短編
あたしと煙草とあなたの陰影
震える指先で煙草を揉み消した。呼吸がおかしい。まるで酸素が肺まで到達してないみたいで。耐え切れなくなってもう一本煙草に火をつけた。

時刻は23時を指して居る。電話もメールの一通すらこない。
賭をしようと決めたのは確か3日前だった。あたしの誕生日の3日前。

携帯のディスプレイを見る。メールも着信も、ない。あたしはイライラして携帯をベッドの上に放り込んだ。

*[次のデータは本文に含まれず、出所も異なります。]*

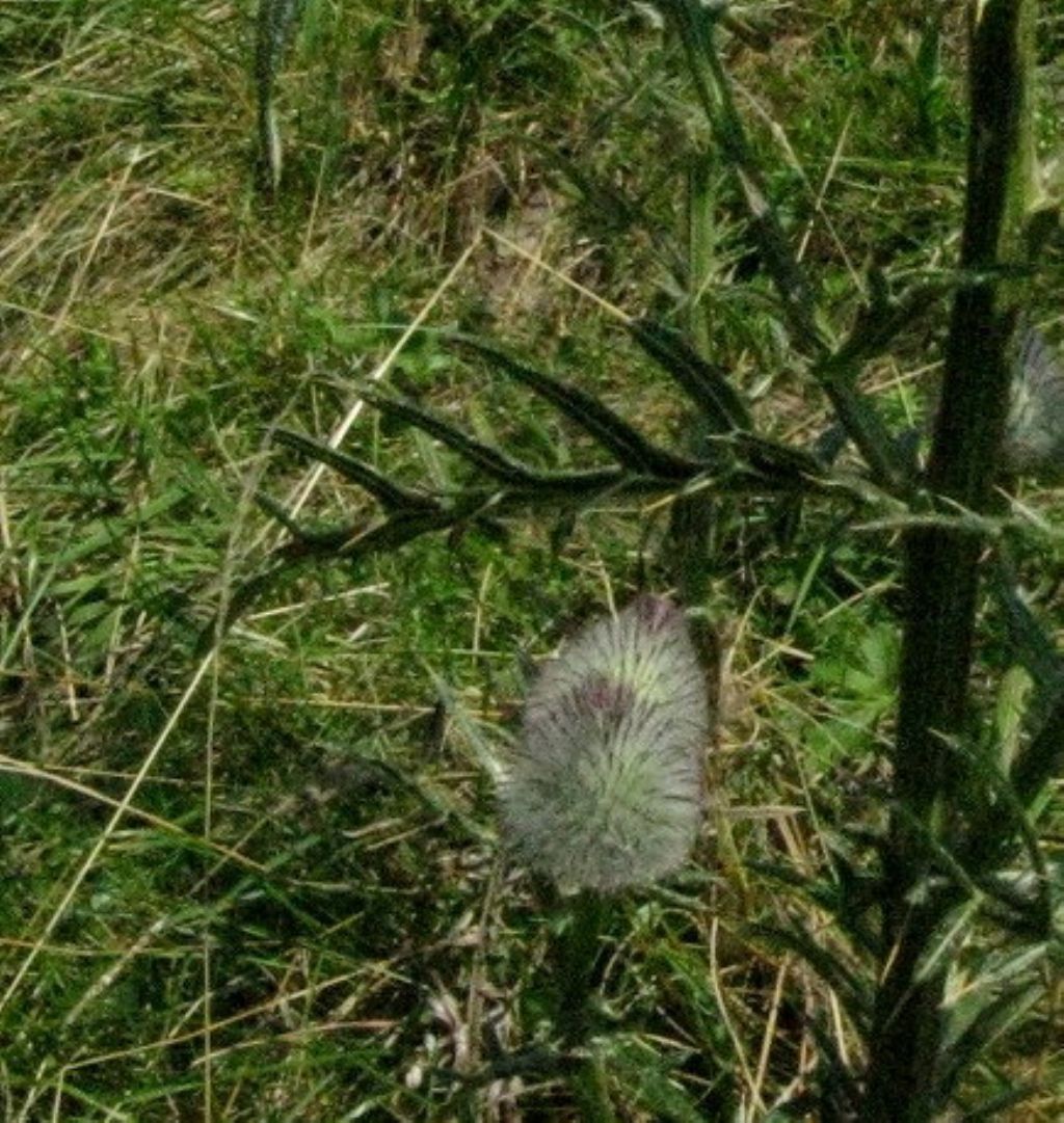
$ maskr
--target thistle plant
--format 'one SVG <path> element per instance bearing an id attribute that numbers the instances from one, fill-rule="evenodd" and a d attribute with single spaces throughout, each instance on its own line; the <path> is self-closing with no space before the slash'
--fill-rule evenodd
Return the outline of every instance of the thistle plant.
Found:
<path id="1" fill-rule="evenodd" d="M 686 337 L 649 319 L 628 323 L 697 412 L 706 437 L 694 453 L 661 446 L 538 365 L 451 334 L 446 343 L 458 354 L 552 404 L 609 463 L 566 472 L 526 464 L 415 402 L 363 391 L 371 405 L 463 458 L 476 481 L 458 491 L 412 489 L 345 451 L 279 432 L 281 444 L 369 491 L 381 517 L 369 526 L 309 529 L 264 497 L 292 539 L 231 608 L 246 606 L 292 564 L 360 560 L 442 530 L 497 533 L 515 515 L 580 510 L 604 499 L 664 499 L 691 514 L 721 496 L 748 504 L 818 496 L 840 502 L 866 523 L 872 515 L 900 528 L 901 685 L 885 828 L 863 855 L 835 856 L 830 883 L 793 871 L 788 877 L 818 909 L 828 909 L 861 966 L 838 961 L 793 928 L 762 934 L 804 956 L 862 1038 L 857 1054 L 844 1058 L 833 1053 L 828 1034 L 812 1028 L 824 1043 L 818 1117 L 928 1123 L 960 1103 L 965 1072 L 1037 992 L 1037 971 L 1058 940 L 1053 874 L 1035 814 L 1064 764 L 1064 659 L 1007 565 L 1002 544 L 1015 527 L 1000 487 L 1002 467 L 1044 473 L 1062 458 L 1061 372 L 1040 337 L 1021 328 L 1036 264 L 1035 3 L 968 6 L 971 136 L 956 270 L 900 292 L 883 276 L 871 276 L 866 307 L 844 325 L 833 322 L 816 279 L 791 248 L 755 158 L 717 46 L 722 6 L 661 0 L 657 7 L 681 48 L 709 137 L 734 173 L 749 238 L 799 365 L 830 404 L 861 469 L 840 469 L 831 455 L 758 431 L 730 372 L 711 356 L 708 321 L 689 317 Z M 1038 222 L 1045 221 L 1039 202 Z M 919 317 L 945 310 L 947 301 L 944 389 L 921 468 L 858 377 Z M 688 524 L 704 530 L 704 520 Z M 704 535 L 694 546 L 681 544 L 677 557 L 685 565 L 710 565 L 697 556 L 704 554 Z M 994 581 L 984 583 L 988 573 Z M 699 587 L 686 575 L 677 574 L 676 583 Z M 985 743 L 971 690 L 988 593 L 1008 624 L 1009 658 L 1035 682 L 1024 736 L 1008 755 Z M 592 624 L 544 669 L 531 693 L 502 788 L 503 830 L 534 870 L 581 891 L 583 920 L 573 925 L 578 950 L 570 973 L 580 994 L 590 985 L 600 895 L 653 882 L 690 849 L 707 722 L 691 640 L 679 610 L 662 600 L 637 601 L 617 620 Z M 1020 942 L 1004 966 L 1000 956 L 985 957 L 982 975 L 966 957 L 971 1001 L 962 1004 L 952 987 L 956 933 L 976 915 L 1018 933 Z M 574 999 L 574 1008 L 583 1006 L 583 998 Z M 566 1035 L 580 1041 L 583 1034 L 576 1025 Z M 608 1117 L 600 1076 L 591 1072 L 584 1085 L 588 1117 Z"/>
<path id="2" fill-rule="evenodd" d="M 1015 475 L 1064 474 L 1064 371 L 1037 328 L 1020 334 L 1001 457 Z"/>
<path id="3" fill-rule="evenodd" d="M 609 893 L 672 873 L 701 820 L 708 728 L 680 609 L 645 596 L 590 624 L 525 709 L 501 792 L 515 852 L 563 887 Z"/>

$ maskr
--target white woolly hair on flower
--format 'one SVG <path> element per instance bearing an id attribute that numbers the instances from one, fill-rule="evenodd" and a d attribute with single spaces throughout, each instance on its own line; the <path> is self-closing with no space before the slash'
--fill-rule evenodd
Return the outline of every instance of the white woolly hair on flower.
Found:
<path id="1" fill-rule="evenodd" d="M 539 674 L 501 785 L 517 858 L 566 888 L 646 885 L 685 861 L 702 818 L 706 678 L 683 612 L 640 596 Z"/>

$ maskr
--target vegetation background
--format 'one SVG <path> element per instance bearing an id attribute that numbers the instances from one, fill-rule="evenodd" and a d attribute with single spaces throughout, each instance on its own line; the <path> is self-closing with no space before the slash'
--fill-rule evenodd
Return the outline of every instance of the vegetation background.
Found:
<path id="1" fill-rule="evenodd" d="M 551 1080 L 478 1084 L 542 1039 L 549 1001 L 548 923 L 499 855 L 485 759 L 534 658 L 667 586 L 667 511 L 304 569 L 208 664 L 204 629 L 280 539 L 256 490 L 311 520 L 371 515 L 270 431 L 343 423 L 392 474 L 461 482 L 358 409 L 373 378 L 539 463 L 588 463 L 512 385 L 431 332 L 401 338 L 416 319 L 503 339 L 674 442 L 676 395 L 618 310 L 701 318 L 775 435 L 811 442 L 825 404 L 724 167 L 702 184 L 699 283 L 677 281 L 707 137 L 651 6 L 307 0 L 275 91 L 276 191 L 256 163 L 254 8 L 0 4 L 0 1113 L 565 1119 Z M 839 322 L 870 266 L 915 276 L 955 254 L 960 8 L 770 0 L 728 33 L 740 110 Z M 1064 16 L 1044 8 L 1052 154 Z M 1058 287 L 1037 319 L 1060 337 Z M 900 428 L 922 424 L 944 330 L 927 317 L 871 372 Z M 1024 502 L 1061 514 L 1060 492 Z M 877 825 L 898 572 L 827 506 L 797 545 L 774 518 L 736 514 L 721 546 L 698 860 L 611 933 L 610 1071 L 634 1120 L 770 1119 L 828 1047 L 860 1049 L 831 988 L 755 925 L 848 955 L 775 867 L 830 869 L 833 824 Z M 1055 541 L 1027 577 L 1060 628 Z M 1061 1119 L 1061 999 L 1057 982 L 1010 1028 L 972 1103 L 1029 1081 L 1000 1117 Z"/>

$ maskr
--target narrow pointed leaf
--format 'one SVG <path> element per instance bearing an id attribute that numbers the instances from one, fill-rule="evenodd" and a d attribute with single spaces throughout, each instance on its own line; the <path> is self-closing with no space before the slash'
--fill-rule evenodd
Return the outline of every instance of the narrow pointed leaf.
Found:
<path id="1" fill-rule="evenodd" d="M 408 424 L 427 432 L 437 440 L 464 456 L 482 472 L 518 489 L 530 491 L 554 491 L 585 493 L 606 490 L 622 478 L 617 468 L 599 468 L 590 472 L 539 472 L 520 460 L 515 460 L 491 445 L 470 437 L 442 418 L 422 410 L 412 402 L 383 394 L 360 391 L 362 398 L 374 409 L 391 417 L 400 418 Z"/>
<path id="2" fill-rule="evenodd" d="M 389 510 L 435 509 L 439 505 L 431 496 L 393 483 L 364 460 L 342 453 L 322 440 L 295 432 L 292 429 L 278 429 L 274 439 L 281 445 L 304 453 L 307 456 L 327 464 L 330 468 L 335 468 L 345 480 L 351 480 L 352 483 L 364 487 Z"/>
<path id="3" fill-rule="evenodd" d="M 586 391 L 520 363 L 506 351 L 479 339 L 470 336 L 453 338 L 495 363 L 511 377 L 560 409 L 612 453 L 625 467 L 665 480 L 688 480 L 697 475 L 700 465 L 655 445 Z"/>
<path id="4" fill-rule="evenodd" d="M 751 430 L 749 410 L 725 372 L 704 359 L 676 331 L 653 320 L 629 325 L 633 338 L 680 384 L 715 432 Z"/>

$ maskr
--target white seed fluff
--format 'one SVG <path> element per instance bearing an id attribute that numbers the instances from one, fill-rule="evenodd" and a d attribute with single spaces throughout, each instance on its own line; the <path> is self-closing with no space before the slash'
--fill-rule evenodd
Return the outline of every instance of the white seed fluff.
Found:
<path id="1" fill-rule="evenodd" d="M 542 670 L 502 782 L 519 860 L 572 888 L 645 885 L 683 865 L 702 815 L 706 679 L 683 613 L 642 596 Z"/>

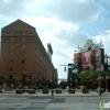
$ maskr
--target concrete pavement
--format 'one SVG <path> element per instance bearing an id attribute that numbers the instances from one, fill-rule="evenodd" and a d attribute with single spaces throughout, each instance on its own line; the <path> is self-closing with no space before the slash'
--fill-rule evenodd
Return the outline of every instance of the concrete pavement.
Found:
<path id="1" fill-rule="evenodd" d="M 52 92 L 50 90 L 48 94 L 42 94 L 42 90 L 36 90 L 35 94 L 30 95 L 30 94 L 22 94 L 22 95 L 15 95 L 15 90 L 13 91 L 3 91 L 2 94 L 0 94 L 0 96 L 2 95 L 8 95 L 8 96 L 52 96 Z M 76 89 L 75 94 L 68 94 L 66 89 L 62 90 L 62 94 L 55 94 L 54 96 L 75 96 L 75 97 L 99 97 L 99 94 L 97 91 L 92 91 L 89 90 L 89 94 L 82 94 L 81 89 Z M 110 92 L 105 91 L 102 95 L 102 97 L 110 97 Z"/>

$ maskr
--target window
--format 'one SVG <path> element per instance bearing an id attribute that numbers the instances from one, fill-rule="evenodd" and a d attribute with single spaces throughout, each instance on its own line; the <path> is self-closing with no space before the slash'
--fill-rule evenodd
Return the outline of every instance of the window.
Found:
<path id="1" fill-rule="evenodd" d="M 12 75 L 9 76 L 9 79 L 12 79 Z"/>
<path id="2" fill-rule="evenodd" d="M 13 50 L 13 45 L 11 45 L 11 47 L 10 47 L 11 50 Z"/>
<path id="3" fill-rule="evenodd" d="M 25 61 L 23 59 L 23 61 L 22 61 L 22 64 L 24 64 L 24 63 L 25 63 Z"/>
<path id="4" fill-rule="evenodd" d="M 11 42 L 14 42 L 14 38 L 13 37 L 11 37 Z"/>
<path id="5" fill-rule="evenodd" d="M 22 42 L 25 42 L 25 37 L 22 37 Z"/>
<path id="6" fill-rule="evenodd" d="M 22 50 L 25 50 L 25 45 L 22 46 Z"/>
<path id="7" fill-rule="evenodd" d="M 25 53 L 22 53 L 22 57 L 25 57 Z"/>
<path id="8" fill-rule="evenodd" d="M 13 53 L 10 53 L 10 56 L 13 57 Z"/>
<path id="9" fill-rule="evenodd" d="M 10 64 L 13 64 L 13 59 L 10 61 Z"/>
<path id="10" fill-rule="evenodd" d="M 10 67 L 10 72 L 13 72 L 13 68 L 12 67 Z"/>

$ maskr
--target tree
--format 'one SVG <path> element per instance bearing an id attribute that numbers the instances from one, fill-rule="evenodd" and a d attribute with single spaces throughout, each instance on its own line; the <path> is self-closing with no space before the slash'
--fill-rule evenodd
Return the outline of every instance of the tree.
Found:
<path id="1" fill-rule="evenodd" d="M 26 77 L 28 77 L 26 73 L 20 72 L 16 76 L 16 80 L 19 84 L 25 85 Z"/>

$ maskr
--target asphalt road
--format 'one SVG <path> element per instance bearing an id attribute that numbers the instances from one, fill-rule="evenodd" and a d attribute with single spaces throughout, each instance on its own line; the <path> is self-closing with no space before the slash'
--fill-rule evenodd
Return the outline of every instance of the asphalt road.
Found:
<path id="1" fill-rule="evenodd" d="M 0 110 L 100 110 L 101 100 L 110 97 L 0 96 Z"/>

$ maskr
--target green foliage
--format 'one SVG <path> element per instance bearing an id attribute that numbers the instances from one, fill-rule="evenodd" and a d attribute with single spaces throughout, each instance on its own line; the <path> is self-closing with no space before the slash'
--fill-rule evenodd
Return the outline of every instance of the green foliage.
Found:
<path id="1" fill-rule="evenodd" d="M 77 75 L 77 79 L 88 80 L 88 79 L 98 78 L 99 75 L 101 75 L 103 78 L 106 78 L 106 76 L 110 76 L 108 72 L 100 72 L 95 69 L 95 70 L 86 70 L 84 73 L 79 73 Z"/>
<path id="2" fill-rule="evenodd" d="M 20 72 L 18 74 L 16 80 L 19 84 L 25 84 L 25 78 L 28 77 L 26 73 Z"/>

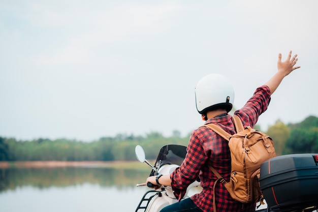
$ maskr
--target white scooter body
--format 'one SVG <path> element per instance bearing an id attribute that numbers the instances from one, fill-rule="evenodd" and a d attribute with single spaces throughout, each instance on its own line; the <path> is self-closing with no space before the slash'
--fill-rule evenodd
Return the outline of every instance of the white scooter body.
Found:
<path id="1" fill-rule="evenodd" d="M 180 147 L 180 148 L 178 149 L 179 147 Z M 135 150 L 136 156 L 138 160 L 142 163 L 146 163 L 152 168 L 153 170 L 150 173 L 150 176 L 154 176 L 159 174 L 164 175 L 170 174 L 176 168 L 179 166 L 181 163 L 180 160 L 183 160 L 182 157 L 185 155 L 185 146 L 178 145 L 167 145 L 164 146 L 161 149 L 154 166 L 152 166 L 145 159 L 144 152 L 141 146 L 137 145 Z M 174 162 L 174 163 L 171 163 L 172 161 Z M 146 184 L 137 184 L 137 186 L 146 186 Z M 152 186 L 151 185 L 148 185 L 149 187 Z M 200 193 L 201 192 L 200 189 L 195 191 L 195 192 L 192 192 L 194 191 L 193 189 L 199 186 L 200 183 L 198 181 L 195 181 L 190 184 L 187 189 L 186 193 L 184 198 L 188 198 L 196 193 Z M 190 194 L 189 193 L 192 193 Z M 288 194 L 286 194 L 286 195 L 288 195 Z M 177 200 L 173 194 L 173 191 L 172 188 L 171 187 L 162 186 L 156 190 L 149 190 L 146 192 L 135 211 L 159 212 L 166 206 L 177 202 Z M 298 206 L 299 207 L 272 210 L 268 208 L 267 204 L 265 204 L 262 205 L 257 210 L 250 212 L 318 211 L 317 209 L 318 205 L 309 207 L 306 207 L 306 205 L 298 205 Z M 302 207 L 302 206 L 303 206 L 303 207 Z"/>
<path id="2" fill-rule="evenodd" d="M 179 166 L 177 164 L 163 164 L 156 168 L 149 163 L 144 158 L 144 152 L 140 146 L 136 146 L 136 156 L 139 161 L 146 163 L 152 168 L 154 172 L 151 172 L 156 174 L 162 174 L 163 175 L 170 174 L 176 168 Z M 150 174 L 151 175 L 151 173 Z M 137 186 L 146 186 L 146 184 L 138 184 Z M 198 187 L 200 183 L 196 181 L 190 184 L 187 189 L 184 198 L 188 198 L 187 194 L 189 191 L 194 187 Z M 193 192 L 191 191 L 191 192 Z M 194 192 L 195 192 L 195 191 Z M 192 194 L 192 195 L 193 195 Z M 151 190 L 146 192 L 142 198 L 139 205 L 136 210 L 136 212 L 159 212 L 162 208 L 177 202 L 176 199 L 173 194 L 173 191 L 171 187 L 162 186 L 156 190 Z"/>

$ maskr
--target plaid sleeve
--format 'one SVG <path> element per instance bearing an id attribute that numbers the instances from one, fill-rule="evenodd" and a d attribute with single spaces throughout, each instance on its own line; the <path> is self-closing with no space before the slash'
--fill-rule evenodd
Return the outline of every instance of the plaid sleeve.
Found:
<path id="1" fill-rule="evenodd" d="M 270 100 L 271 93 L 268 86 L 259 87 L 244 107 L 234 114 L 240 116 L 244 127 L 249 126 L 253 128 L 260 115 L 267 109 Z"/>

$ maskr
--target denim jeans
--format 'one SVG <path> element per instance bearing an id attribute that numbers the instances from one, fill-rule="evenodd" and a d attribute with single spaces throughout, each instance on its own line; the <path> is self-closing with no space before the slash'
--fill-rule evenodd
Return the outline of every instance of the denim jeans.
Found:
<path id="1" fill-rule="evenodd" d="M 160 212 L 203 212 L 189 198 L 180 202 L 169 205 L 160 210 Z"/>

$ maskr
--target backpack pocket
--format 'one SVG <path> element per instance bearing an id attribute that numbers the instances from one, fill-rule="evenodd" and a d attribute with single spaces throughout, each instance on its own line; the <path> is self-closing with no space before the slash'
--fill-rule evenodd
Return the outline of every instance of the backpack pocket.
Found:
<path id="1" fill-rule="evenodd" d="M 262 194 L 260 187 L 260 182 L 259 178 L 260 176 L 260 169 L 258 169 L 251 175 L 250 177 L 250 195 L 249 198 L 250 200 L 255 202 L 260 201 Z"/>
<path id="2" fill-rule="evenodd" d="M 241 202 L 248 202 L 247 180 L 245 179 L 244 173 L 237 171 L 232 172 L 231 185 L 232 192 L 230 192 L 230 194 L 232 198 Z"/>

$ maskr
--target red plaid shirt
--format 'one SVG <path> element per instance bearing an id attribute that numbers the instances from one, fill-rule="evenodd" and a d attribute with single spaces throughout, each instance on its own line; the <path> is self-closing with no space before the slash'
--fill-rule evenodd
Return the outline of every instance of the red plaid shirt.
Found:
<path id="1" fill-rule="evenodd" d="M 263 85 L 258 87 L 244 107 L 234 113 L 240 117 L 244 127 L 253 127 L 260 115 L 267 109 L 270 101 L 269 88 Z M 210 123 L 216 124 L 232 135 L 235 133 L 231 115 L 209 119 L 204 124 Z M 183 198 L 188 186 L 200 177 L 203 190 L 191 199 L 204 212 L 213 211 L 213 188 L 217 179 L 209 169 L 209 164 L 226 180 L 230 180 L 231 154 L 228 141 L 209 128 L 200 128 L 193 132 L 185 159 L 170 177 L 175 195 L 179 200 Z M 215 192 L 217 212 L 251 211 L 255 209 L 255 203 L 243 204 L 232 199 L 219 183 L 216 186 Z"/>

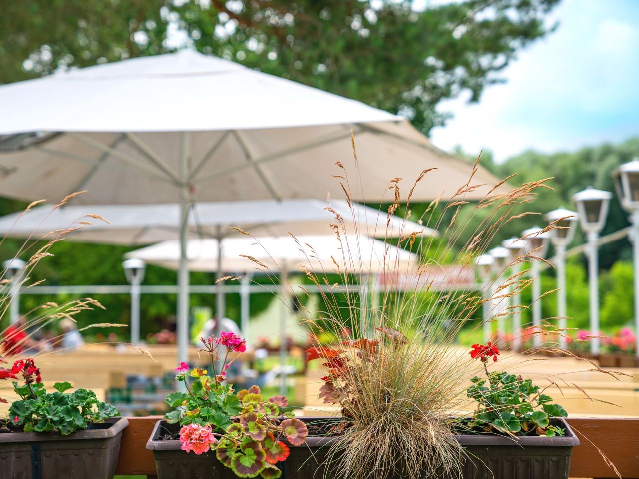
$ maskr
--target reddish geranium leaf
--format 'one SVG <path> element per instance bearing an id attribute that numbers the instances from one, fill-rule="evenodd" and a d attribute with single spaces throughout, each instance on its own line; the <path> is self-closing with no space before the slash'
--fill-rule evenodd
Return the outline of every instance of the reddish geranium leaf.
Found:
<path id="1" fill-rule="evenodd" d="M 335 386 L 332 382 L 327 382 L 320 388 L 320 395 L 318 397 L 324 399 L 324 404 L 325 404 L 339 402 L 337 390 L 335 388 Z"/>
<path id="2" fill-rule="evenodd" d="M 282 475 L 282 471 L 277 466 L 266 462 L 264 469 L 259 471 L 259 475 L 264 479 L 275 479 Z"/>
<path id="3" fill-rule="evenodd" d="M 341 349 L 333 349 L 330 347 L 320 346 L 320 347 L 309 347 L 306 350 L 306 362 L 314 359 L 323 358 L 331 360 L 341 354 L 344 351 Z"/>
<path id="4" fill-rule="evenodd" d="M 231 441 L 226 439 L 220 441 L 215 448 L 215 456 L 227 468 L 231 467 L 231 457 L 235 452 L 235 450 L 231 446 Z"/>
<path id="5" fill-rule="evenodd" d="M 266 461 L 272 464 L 288 457 L 288 446 L 281 441 L 275 441 L 271 432 L 266 434 L 266 438 L 264 440 L 264 448 L 266 453 Z"/>
<path id="6" fill-rule="evenodd" d="M 286 434 L 286 440 L 293 446 L 304 444 L 309 434 L 306 425 L 297 418 L 285 419 L 280 423 L 280 427 Z"/>
<path id="7" fill-rule="evenodd" d="M 284 407 L 288 406 L 288 399 L 285 396 L 271 396 L 268 398 L 268 401 L 272 402 L 278 407 Z"/>

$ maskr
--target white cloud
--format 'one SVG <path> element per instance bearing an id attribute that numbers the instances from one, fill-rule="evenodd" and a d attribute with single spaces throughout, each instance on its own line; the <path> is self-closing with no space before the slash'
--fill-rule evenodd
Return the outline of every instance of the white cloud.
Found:
<path id="1" fill-rule="evenodd" d="M 520 52 L 478 104 L 447 102 L 455 118 L 433 130 L 435 144 L 499 161 L 527 149 L 572 149 L 639 135 L 639 28 L 619 16 L 616 2 L 566 0 L 550 22 L 553 33 Z M 615 15 L 617 16 L 615 17 Z"/>

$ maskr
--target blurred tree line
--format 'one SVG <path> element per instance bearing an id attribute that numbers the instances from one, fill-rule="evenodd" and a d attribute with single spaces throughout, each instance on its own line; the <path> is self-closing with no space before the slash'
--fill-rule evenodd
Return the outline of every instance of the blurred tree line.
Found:
<path id="1" fill-rule="evenodd" d="M 461 151 L 458 153 L 463 154 Z M 628 226 L 627 213 L 620 206 L 612 174 L 619 165 L 636 156 L 639 156 L 639 137 L 628 139 L 619 144 L 606 143 L 582 148 L 573 153 L 547 155 L 526 151 L 500 164 L 496 164 L 493 161 L 489 152 L 484 153 L 482 155 L 482 163 L 498 177 L 505 178 L 516 174 L 510 181 L 512 185 L 553 178 L 547 183 L 551 190 L 540 190 L 531 202 L 518 205 L 512 211 L 512 214 L 531 211 L 539 213 L 539 215 L 526 216 L 504 225 L 499 236 L 493 240 L 491 245 L 497 246 L 500 241 L 511 236 L 520 236 L 523 230 L 535 224 L 544 226 L 543 215 L 559 206 L 575 209 L 572 195 L 589 185 L 613 193 L 610 212 L 601 235 Z M 466 214 L 470 215 L 469 209 L 466 209 Z M 481 215 L 471 218 L 470 222 L 476 224 L 480 218 Z M 571 246 L 585 241 L 585 236 L 578 225 Z M 553 254 L 551 246 L 547 257 Z M 582 328 L 587 327 L 589 317 L 586 261 L 583 255 L 573 257 L 568 261 L 566 271 L 567 314 L 573 318 L 569 324 Z M 634 316 L 630 243 L 624 238 L 602 246 L 599 249 L 599 261 L 601 324 L 604 330 L 614 329 L 631 322 Z M 556 287 L 553 270 L 548 269 L 543 273 L 542 285 L 544 291 Z M 530 294 L 529 290 L 524 292 L 522 297 L 524 304 L 530 303 Z M 542 309 L 544 317 L 557 316 L 557 299 L 554 294 L 543 300 Z M 524 312 L 525 318 L 530 319 L 529 316 L 530 311 Z"/>
<path id="2" fill-rule="evenodd" d="M 427 133 L 448 118 L 436 109 L 442 100 L 465 91 L 478 100 L 486 85 L 502 81 L 500 72 L 518 50 L 552 30 L 544 18 L 558 1 L 463 0 L 424 11 L 409 0 L 4 2 L 0 84 L 185 45 L 399 113 Z M 24 206 L 0 200 L 0 214 Z M 20 244 L 5 241 L 0 255 L 11 257 Z M 122 255 L 129 249 L 63 242 L 33 280 L 122 284 Z M 213 281 L 206 273 L 191 278 L 192 284 Z M 174 284 L 175 279 L 174 272 L 150 266 L 144 284 Z M 25 296 L 23 310 L 64 299 Z M 84 315 L 81 325 L 128 322 L 128 296 L 97 299 L 107 311 Z M 252 314 L 270 299 L 254 296 Z M 228 316 L 236 319 L 238 301 L 237 295 L 227 301 Z M 170 295 L 144 296 L 142 334 L 173 315 L 175 301 Z M 191 304 L 213 305 L 214 298 L 193 295 Z"/>

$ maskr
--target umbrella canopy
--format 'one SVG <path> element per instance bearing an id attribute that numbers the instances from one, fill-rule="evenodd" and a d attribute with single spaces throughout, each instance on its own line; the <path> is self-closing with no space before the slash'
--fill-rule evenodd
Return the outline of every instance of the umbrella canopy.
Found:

あの人に彼女がいるかも,そんな噂を聞いたのが一か月前。
右手の薬指のシルバーリングを見たのがそれから一週間後。

解ってた。連絡なんて来るはずがない。それでも只縋り尽きたかった。

大きくため息をつく。白い煙がふわりと立ち上ぼるけれどあたしの気持ちは晴れない。

時刻は23時10分。タイムリミットはあと40分。
連絡が来なかったら、あの人からのプレゼントを捨てよう。
恋愛は自分一人努力しても報われないものだから。

せめて最後だけは潔くいたい。大丈夫,きっと忘れられる。

自分でも驚くほど冷静だった。ほら、あの人からの連絡を映し出さない画面を直視することが出来る。


きっともう連絡が来ることないのだろう。
半分諦めて、もう半分に期待をこめて。

部屋の電気を消した。
真っ暗になる室内。さっきまで吸っていた煙草の残り香。

明日になれば全てが変わっているのだろう。
ベッドに潜り込み、目を閉じた。

明日も仕事だし、あの人から連絡が来ない現実から逃げたかった。

夢の中は、きっと笑えるだろうから。

明日の朝、携帯を見て誕生日おめでとう
その一言のメッセージがあることを夢見て。


願わくば現実になりますように。